水野勝成が奉納した吊燈籠(福山八幡宮蔵)
今月のビジネスパーソン
福山八幡宮 禰宜
吉川 泰正さん
1979年生まれ。大学卒業後、太宰府天満宮にて5年間修業の後、福山八幡宮に奉職。(一社)福山青年会議所2017年度理事長などを歴任し、地域を盛り上げる活動に携わる。
聞き手
福山城博物館 学芸員
皿海 弘樹さん
さまざまな文書・記録・遺物などから福山城と福山藩の歴史をひもとく案内人。福山城博物館での企画や展示解説、執筆なども行う。
当神社はもともと、穏やかな内海の近くであった現在の福山城址に、二つのお宮が別々に奉祀されていたと伝わっています。

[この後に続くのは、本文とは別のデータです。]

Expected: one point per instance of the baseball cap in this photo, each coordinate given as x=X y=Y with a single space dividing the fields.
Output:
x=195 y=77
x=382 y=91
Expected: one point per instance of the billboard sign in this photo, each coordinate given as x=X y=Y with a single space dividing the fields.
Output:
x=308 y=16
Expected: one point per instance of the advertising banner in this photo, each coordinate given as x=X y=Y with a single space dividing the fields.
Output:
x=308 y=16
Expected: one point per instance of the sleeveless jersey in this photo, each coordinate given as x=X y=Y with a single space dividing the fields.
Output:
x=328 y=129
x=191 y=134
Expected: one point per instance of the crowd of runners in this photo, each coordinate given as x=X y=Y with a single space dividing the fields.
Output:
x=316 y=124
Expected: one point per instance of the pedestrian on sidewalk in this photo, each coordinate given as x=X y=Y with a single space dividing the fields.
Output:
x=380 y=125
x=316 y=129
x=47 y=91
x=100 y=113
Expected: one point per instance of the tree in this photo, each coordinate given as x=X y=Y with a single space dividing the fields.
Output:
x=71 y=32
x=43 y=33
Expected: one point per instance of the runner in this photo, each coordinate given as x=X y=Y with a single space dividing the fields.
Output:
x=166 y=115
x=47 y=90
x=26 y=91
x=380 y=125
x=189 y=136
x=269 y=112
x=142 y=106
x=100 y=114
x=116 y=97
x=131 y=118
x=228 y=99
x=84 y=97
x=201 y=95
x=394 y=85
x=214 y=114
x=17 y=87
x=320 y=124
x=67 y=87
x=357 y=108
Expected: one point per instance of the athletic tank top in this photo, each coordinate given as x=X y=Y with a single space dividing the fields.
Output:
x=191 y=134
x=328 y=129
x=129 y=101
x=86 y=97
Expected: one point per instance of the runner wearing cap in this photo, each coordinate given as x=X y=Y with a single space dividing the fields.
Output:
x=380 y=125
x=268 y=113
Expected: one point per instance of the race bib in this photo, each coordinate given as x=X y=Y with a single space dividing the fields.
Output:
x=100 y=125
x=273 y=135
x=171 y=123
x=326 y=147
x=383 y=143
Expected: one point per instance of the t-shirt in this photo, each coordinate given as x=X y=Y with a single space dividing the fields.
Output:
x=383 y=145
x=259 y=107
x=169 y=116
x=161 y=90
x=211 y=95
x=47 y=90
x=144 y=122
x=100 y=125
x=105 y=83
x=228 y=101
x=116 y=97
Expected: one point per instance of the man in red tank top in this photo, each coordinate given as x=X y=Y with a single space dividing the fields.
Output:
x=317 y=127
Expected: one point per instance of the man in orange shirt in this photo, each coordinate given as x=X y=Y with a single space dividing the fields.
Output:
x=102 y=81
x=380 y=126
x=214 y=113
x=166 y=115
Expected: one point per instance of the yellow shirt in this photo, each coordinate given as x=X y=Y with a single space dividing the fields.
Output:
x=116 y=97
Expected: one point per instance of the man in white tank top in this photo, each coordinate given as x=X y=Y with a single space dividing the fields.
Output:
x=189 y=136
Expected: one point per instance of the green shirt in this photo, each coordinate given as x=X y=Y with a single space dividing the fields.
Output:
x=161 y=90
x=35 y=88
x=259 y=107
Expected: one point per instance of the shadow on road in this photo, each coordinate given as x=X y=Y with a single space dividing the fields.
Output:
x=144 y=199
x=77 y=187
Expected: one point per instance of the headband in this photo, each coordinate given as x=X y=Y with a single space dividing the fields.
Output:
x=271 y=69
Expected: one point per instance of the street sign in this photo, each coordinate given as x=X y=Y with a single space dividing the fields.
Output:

水野勝成公が福山の城づくりと城下町の整備をし、4代藩主の勝種公によって、「備後福山総鎮守」の社として現在の場所にお宮を建立されたのですよね。
以来、歴代の福山藩主とつながるお宮として350年続いてきました。つまり当神社は、福山の都市構想の中で造られたお宮というわけです。だから、商店が並ぶような「参道」もないんですよね。
ああ、確かに! 福山城は堀のない北側が防御の面で弱いので、寺社を城北エリアに集中させたのは「神仏に守っていただこう」という願いもあったのかも(笑)。
都市づくりでは、防衛や経済を直接担うわけではない〝信仰〞の場って、優先度が低くなりがち。それでもあえて初期に寺社を建立し支援をされたのは、勝成公の「地域の皆と同じものを、自分も大事にしているぞ」というメッセージでもあったのかなと思います。
守り伝えていくものと、変えていこうというものがありますか。
私は「神社はタイムトンネル」と考えていて。都市は形を変えても、神社の中はほとんど変わらない。私が見ているお宮の景色は、私のひ孫も見るはず。福山空襲の際、曾祖父は境内に落ちた焼夷弾に、濡れた座布団をかぶせてお宮を守ったそうです。この場所を変わらず守っていくという、大きな責任を感じます。また、人々のよりどころであるためには「利便性」も大事。駐車場が整っていて、ホームページがわかりやすいとか。ゴミひとつないキレイでスペシャルな場所であるように。そしてなるべく人と関わり合うようにと心がけています。